La quota della Tasi a carico della Cooperativa rappresenta, quindi, un’obbligazione sociale della quale risponde esclusivamente la Cooperativa stessa con il proprio patrimonio.
Ciò posto, la Società ben potrà addebitare tale importo ai soci , ciascuno per la quota di spettanza.
Tale addebito, tuttavia, deve tenere conto della vigenza del rapporto sociale con ciascun socio obbligato, nel senso che il socio, il quale  avesse instaurato il rapporto in data successiva, non sarebbe obbligato al versamento, trattandosi di costo generale imputabile per competenza di bilancio.
Se, poi, i versamenti richiesti dalla Società fossero riconducibili al socio receduto o escluso, la Cooperativa dovrà richiedere il rimborso allo stesso, quale titolare del rapporto sociale in cui si è determinata la spesa di competenza.

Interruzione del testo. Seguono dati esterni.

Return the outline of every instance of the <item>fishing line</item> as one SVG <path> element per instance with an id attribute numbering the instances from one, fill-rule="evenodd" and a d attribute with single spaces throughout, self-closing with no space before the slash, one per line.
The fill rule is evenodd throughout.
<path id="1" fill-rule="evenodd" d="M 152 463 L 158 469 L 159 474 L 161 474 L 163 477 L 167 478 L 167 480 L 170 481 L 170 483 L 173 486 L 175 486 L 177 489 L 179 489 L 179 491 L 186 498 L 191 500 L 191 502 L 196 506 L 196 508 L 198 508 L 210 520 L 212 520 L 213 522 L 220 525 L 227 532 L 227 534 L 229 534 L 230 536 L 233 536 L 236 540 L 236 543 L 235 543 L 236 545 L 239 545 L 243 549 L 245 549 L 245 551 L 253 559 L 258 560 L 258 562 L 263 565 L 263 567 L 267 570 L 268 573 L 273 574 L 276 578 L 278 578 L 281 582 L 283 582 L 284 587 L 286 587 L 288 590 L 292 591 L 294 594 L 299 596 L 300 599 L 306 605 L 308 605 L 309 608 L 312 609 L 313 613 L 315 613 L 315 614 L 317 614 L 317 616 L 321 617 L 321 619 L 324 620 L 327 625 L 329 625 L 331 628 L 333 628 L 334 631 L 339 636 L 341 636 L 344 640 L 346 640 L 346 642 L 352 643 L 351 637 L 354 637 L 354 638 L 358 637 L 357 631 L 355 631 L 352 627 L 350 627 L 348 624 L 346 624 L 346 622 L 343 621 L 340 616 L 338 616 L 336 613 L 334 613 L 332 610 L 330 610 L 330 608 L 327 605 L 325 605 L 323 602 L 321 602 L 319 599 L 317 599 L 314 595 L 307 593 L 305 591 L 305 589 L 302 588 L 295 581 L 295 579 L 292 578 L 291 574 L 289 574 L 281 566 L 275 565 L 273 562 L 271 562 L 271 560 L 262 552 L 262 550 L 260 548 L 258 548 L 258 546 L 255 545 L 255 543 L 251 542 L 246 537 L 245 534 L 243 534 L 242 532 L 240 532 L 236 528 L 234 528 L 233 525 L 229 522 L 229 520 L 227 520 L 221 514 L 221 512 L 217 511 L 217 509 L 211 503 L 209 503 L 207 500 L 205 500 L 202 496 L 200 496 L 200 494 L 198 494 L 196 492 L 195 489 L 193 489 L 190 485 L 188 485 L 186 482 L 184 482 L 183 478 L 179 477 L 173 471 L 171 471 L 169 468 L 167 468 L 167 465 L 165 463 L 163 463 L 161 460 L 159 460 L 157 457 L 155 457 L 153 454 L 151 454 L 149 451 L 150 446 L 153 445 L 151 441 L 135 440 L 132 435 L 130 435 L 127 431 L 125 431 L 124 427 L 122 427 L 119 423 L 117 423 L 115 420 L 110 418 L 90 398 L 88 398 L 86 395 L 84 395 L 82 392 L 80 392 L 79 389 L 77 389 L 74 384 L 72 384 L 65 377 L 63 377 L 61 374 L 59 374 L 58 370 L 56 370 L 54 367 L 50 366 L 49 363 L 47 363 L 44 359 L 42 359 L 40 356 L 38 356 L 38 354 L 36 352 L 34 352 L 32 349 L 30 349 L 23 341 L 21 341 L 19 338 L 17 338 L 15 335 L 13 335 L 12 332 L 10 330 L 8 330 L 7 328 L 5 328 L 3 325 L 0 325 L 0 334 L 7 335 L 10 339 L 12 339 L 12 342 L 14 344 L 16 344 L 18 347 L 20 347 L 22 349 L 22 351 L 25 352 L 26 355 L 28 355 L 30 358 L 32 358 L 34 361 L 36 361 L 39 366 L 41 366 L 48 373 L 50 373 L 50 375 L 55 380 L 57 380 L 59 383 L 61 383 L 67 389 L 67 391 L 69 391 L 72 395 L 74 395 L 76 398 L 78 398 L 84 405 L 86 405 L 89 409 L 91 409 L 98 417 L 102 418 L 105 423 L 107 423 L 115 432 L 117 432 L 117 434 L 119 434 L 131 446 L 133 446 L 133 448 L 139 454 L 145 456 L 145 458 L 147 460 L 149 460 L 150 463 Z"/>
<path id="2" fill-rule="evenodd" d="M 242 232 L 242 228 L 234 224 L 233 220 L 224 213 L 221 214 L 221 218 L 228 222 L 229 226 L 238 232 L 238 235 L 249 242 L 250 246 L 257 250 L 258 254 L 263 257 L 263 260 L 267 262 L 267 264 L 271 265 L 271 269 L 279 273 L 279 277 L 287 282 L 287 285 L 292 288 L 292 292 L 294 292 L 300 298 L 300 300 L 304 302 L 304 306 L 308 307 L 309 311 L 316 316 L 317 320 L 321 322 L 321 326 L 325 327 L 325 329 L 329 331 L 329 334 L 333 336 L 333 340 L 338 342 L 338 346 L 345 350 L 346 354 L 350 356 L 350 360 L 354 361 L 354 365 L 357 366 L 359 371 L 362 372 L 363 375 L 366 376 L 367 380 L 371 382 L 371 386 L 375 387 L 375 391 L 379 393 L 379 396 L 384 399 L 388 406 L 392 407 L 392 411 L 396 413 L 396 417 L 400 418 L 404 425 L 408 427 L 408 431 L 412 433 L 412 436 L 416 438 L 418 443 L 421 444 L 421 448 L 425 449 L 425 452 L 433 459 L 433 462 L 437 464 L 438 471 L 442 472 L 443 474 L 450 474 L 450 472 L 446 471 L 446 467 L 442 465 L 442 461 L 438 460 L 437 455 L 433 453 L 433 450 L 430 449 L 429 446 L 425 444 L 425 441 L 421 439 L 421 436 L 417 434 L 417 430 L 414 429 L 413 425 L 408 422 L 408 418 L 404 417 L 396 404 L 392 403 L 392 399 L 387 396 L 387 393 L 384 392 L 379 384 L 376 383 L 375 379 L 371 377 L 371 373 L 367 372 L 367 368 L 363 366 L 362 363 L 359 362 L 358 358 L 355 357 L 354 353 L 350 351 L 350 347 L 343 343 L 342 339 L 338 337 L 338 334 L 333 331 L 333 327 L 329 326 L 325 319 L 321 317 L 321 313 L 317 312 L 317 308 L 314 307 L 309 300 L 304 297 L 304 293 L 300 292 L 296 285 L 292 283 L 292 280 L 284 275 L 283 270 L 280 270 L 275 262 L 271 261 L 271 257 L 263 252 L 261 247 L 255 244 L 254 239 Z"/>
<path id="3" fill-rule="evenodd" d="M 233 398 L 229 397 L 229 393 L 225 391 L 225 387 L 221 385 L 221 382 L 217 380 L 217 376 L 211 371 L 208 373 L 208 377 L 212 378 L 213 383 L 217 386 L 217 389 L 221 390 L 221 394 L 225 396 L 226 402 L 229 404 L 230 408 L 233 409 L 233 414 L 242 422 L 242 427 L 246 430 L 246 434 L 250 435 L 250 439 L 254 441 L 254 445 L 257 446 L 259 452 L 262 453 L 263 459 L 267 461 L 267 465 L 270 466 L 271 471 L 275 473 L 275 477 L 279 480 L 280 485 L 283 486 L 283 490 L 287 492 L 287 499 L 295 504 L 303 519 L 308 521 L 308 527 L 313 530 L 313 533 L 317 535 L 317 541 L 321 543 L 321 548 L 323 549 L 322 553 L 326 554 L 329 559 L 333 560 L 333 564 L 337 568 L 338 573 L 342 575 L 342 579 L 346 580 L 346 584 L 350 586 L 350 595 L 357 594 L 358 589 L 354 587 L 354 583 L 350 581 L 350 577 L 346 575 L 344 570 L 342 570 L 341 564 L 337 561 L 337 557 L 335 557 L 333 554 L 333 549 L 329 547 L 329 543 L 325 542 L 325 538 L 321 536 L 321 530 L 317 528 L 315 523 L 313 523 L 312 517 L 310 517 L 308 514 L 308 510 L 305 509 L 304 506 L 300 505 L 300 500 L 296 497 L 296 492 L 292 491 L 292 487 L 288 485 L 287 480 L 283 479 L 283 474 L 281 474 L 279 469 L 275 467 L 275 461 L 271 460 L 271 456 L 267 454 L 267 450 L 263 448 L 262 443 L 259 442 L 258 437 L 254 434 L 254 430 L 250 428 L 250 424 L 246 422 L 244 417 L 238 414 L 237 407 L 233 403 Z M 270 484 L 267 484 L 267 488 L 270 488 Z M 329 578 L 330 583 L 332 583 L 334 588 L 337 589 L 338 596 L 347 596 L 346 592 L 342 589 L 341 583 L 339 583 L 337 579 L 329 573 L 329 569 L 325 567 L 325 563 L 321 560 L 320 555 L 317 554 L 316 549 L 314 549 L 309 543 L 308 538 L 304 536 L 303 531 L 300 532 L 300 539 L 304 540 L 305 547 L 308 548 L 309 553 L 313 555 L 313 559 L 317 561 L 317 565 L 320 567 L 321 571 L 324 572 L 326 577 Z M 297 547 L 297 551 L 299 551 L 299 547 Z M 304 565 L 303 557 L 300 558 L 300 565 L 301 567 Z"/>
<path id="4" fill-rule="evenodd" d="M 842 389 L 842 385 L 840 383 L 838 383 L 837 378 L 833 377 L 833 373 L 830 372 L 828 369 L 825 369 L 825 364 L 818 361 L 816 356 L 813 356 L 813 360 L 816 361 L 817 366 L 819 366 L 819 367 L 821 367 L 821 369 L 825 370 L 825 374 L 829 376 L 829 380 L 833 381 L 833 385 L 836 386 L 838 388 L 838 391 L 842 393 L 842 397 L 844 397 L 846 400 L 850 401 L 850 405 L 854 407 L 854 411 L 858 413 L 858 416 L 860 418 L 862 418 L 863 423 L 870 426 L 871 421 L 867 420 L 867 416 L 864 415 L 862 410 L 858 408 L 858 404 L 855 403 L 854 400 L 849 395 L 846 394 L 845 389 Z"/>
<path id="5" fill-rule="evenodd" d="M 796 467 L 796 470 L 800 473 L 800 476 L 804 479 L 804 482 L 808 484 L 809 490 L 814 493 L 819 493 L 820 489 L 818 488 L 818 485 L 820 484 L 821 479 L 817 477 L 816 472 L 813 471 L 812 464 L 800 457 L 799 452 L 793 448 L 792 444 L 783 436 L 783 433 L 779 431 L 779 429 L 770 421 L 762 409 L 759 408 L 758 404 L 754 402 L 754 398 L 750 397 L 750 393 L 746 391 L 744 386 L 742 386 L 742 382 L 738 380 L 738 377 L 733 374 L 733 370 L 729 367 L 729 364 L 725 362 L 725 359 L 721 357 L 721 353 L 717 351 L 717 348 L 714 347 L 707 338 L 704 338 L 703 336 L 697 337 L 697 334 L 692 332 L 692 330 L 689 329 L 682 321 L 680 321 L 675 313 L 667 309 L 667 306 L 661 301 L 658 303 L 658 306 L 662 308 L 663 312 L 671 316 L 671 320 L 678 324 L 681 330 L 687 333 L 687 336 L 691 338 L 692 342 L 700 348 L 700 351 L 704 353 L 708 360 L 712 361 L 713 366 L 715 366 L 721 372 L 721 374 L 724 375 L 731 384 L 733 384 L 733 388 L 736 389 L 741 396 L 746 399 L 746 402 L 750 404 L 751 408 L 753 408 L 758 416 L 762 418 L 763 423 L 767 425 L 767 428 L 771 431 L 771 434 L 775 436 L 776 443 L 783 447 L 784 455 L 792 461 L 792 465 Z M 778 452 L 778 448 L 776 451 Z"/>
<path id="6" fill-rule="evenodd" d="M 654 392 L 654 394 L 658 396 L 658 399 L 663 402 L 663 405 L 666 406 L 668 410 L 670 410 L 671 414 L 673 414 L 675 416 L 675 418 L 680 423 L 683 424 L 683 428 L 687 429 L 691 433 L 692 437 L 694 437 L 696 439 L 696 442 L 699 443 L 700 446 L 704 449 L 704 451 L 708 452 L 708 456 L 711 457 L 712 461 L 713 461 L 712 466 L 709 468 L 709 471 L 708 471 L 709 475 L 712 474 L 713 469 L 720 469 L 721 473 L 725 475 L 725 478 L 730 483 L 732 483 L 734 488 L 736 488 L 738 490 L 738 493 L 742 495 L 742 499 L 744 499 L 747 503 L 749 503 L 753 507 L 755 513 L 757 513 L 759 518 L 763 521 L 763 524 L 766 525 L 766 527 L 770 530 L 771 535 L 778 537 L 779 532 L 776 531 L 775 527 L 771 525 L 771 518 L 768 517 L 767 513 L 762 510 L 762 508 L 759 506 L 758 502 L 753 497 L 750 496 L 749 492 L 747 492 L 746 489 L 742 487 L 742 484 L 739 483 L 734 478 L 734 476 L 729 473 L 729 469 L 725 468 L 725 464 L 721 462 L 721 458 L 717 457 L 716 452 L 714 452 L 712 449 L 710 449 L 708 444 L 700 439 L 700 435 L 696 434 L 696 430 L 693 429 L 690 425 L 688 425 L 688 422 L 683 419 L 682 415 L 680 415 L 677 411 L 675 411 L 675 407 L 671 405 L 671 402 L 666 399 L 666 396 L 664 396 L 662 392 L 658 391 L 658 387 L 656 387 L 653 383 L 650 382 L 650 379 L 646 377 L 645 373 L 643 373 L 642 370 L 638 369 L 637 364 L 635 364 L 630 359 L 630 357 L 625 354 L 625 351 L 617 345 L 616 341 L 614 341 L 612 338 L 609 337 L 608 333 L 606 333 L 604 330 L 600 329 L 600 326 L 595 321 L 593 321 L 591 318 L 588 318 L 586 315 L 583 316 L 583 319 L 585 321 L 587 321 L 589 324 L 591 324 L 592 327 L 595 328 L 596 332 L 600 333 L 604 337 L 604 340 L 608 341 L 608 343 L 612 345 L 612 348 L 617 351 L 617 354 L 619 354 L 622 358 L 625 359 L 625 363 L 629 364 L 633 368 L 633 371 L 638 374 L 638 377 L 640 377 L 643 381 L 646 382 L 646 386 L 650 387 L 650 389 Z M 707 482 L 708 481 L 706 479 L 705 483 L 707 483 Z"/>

Se il recupero della somma risulta impossibile, in tal caso la Cooperativa deve procedere a ripartire la sopravvenienza passiva tra tutti i soci (a nulla rilevando che l’imposta fosse riferita ad un determinato alloggio) in forza nel periodo di competenza.
Se, poi, gli amministratori non hanno inseguito l’ex socio, in tale ipotesi devono ritenersi inadempienti al loro mandato e, pertanto, restano esposti all’azione di responsabilità promossa dai soci.